When we enter unknown spaces, we become confused, anxious, and fearful. We desperately look around for a place to take refuge, wondering if there is food, if we can draw water. Should we run, hide, or stay? Through our actions and the reactions we receive, we create our own spaces, not just physically but also the places where our souls can reside, both physically and mentally.


One day, I ventured out onto a jetty extending into the sea. Walking along the narrow jetty that stretched straight out from the coastline, the viewfinder showed a scene that trembled, with exposure fluctuating wildly. The out-of-focus images shifted constantly, and I became more captivated by reaching the end of the jetty than by the danger of falling into the sea. During this time, I forgot all my daily concerns and was filled with joy and exhilaration. This three-dimensional experience was captured in photographs, but the two-dimensional expanse felt like a wall.

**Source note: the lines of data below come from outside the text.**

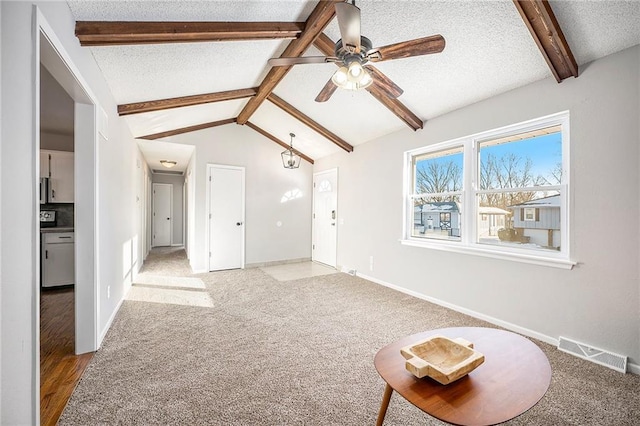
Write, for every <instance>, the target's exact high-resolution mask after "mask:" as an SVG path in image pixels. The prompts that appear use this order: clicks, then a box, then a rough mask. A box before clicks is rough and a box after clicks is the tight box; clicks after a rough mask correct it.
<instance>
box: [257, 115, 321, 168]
mask: <svg viewBox="0 0 640 426" xmlns="http://www.w3.org/2000/svg"><path fill="white" fill-rule="evenodd" d="M246 125H247V126H249V127H251V128H252V129H253V130H255V131H256V132H258V133H260V134H261V135H262V136H264V137H266V138H267V139H271V140H272V141H273V142H275V143H277V144H278V145H280V146H281V147H283V148H285V149H289V147H290V146H289V144H287V143H286V142H283V141H281V140H280V139H278V138H276V137H275V136H273V135H272V134H271V133H269V132H267V131H266V130H263V129H262V128H260V127H258V126H256V125H255V124H253V123H252V122H250V121H247V123H246ZM293 152H295V153H296V154H298V155H299V156H300V158H302V159H304V160H306V161H308V162H309V163H311V164H313V159H312V158H311V157H309V156H307V155H304V154H303V153H302V152H300V151H298V150H297V149H295V148H293Z"/></svg>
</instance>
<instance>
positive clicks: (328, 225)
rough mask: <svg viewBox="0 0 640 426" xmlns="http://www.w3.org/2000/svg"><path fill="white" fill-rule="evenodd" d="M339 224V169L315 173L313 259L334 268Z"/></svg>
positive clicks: (334, 169) (313, 209) (311, 251)
mask: <svg viewBox="0 0 640 426" xmlns="http://www.w3.org/2000/svg"><path fill="white" fill-rule="evenodd" d="M337 222H338V169H331V170H326V171H323V172H319V173H314V174H313V224H312V228H313V230H312V235H313V241H312V247H311V248H312V251H311V253H312V255H311V259H312V260H313V261H314V262H320V263H324V264H325V265H328V266H331V267H333V268H335V267H336V264H337V242H338V226H337Z"/></svg>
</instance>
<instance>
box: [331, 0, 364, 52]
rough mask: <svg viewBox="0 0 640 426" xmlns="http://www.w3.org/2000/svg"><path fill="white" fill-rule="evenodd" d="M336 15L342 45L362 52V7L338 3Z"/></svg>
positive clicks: (356, 50) (354, 5)
mask: <svg viewBox="0 0 640 426" xmlns="http://www.w3.org/2000/svg"><path fill="white" fill-rule="evenodd" d="M336 17H337V18H338V26H339V27H340V36H341V37H342V46H343V47H346V46H350V47H351V49H353V51H354V52H356V53H358V52H360V9H359V8H358V7H356V6H355V5H353V4H349V3H346V2H345V3H336Z"/></svg>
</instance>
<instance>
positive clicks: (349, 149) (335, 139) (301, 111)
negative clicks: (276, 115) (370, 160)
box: [267, 93, 353, 152]
mask: <svg viewBox="0 0 640 426" xmlns="http://www.w3.org/2000/svg"><path fill="white" fill-rule="evenodd" d="M267 99H268V100H269V102H271V103H272V104H274V105H275V106H277V107H278V108H280V109H282V110H283V111H284V112H286V113H288V114H289V115H291V116H292V117H294V118H296V119H297V120H298V121H300V122H302V123H304V124H305V125H306V126H308V127H310V128H312V129H313V130H315V131H316V132H318V133H319V134H320V135H322V136H324V137H325V138H327V139H329V140H330V141H331V142H333V143H334V144H336V145H338V146H339V147H340V148H342V149H344V150H345V151H347V152H353V146H351V145H350V144H349V143H348V142H347V141H345V140H344V139H342V138H340V137H339V136H337V135H336V134H334V133H332V132H330V131H329V130H327V129H326V128H324V127H323V126H321V125H320V124H318V123H317V122H315V121H313V120H312V119H311V118H310V117H309V116H307V115H305V114H304V113H303V112H302V111H300V110H298V109H296V108H295V107H294V106H293V105H291V104H289V103H288V102H286V101H285V100H284V99H282V98H281V97H279V96H277V95H276V94H274V93H271V94H270V95H269V97H268V98H267Z"/></svg>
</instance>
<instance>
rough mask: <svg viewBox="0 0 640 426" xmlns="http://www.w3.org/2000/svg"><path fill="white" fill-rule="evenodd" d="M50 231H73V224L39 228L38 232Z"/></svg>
mask: <svg viewBox="0 0 640 426" xmlns="http://www.w3.org/2000/svg"><path fill="white" fill-rule="evenodd" d="M51 232H73V226H67V227H65V226H53V227H51V228H40V233H42V234H48V233H51Z"/></svg>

Thus, I decided to create five walls. Walls separate people and create division. They symbolize oppression, loneliness, and entrapment, but breaking through them can also signify inner liberation. Moreover, they can protect us from threats and evil.


In front of a wall, what do we envision? Omens, arrivals, beyond, transformation, or relief? Using these words as cues, I decided to create five walls and once again plaster over what I had envisioned. I do not seek to create symbolic intermediaries, but rather actual walls that one can sit before and contemplate.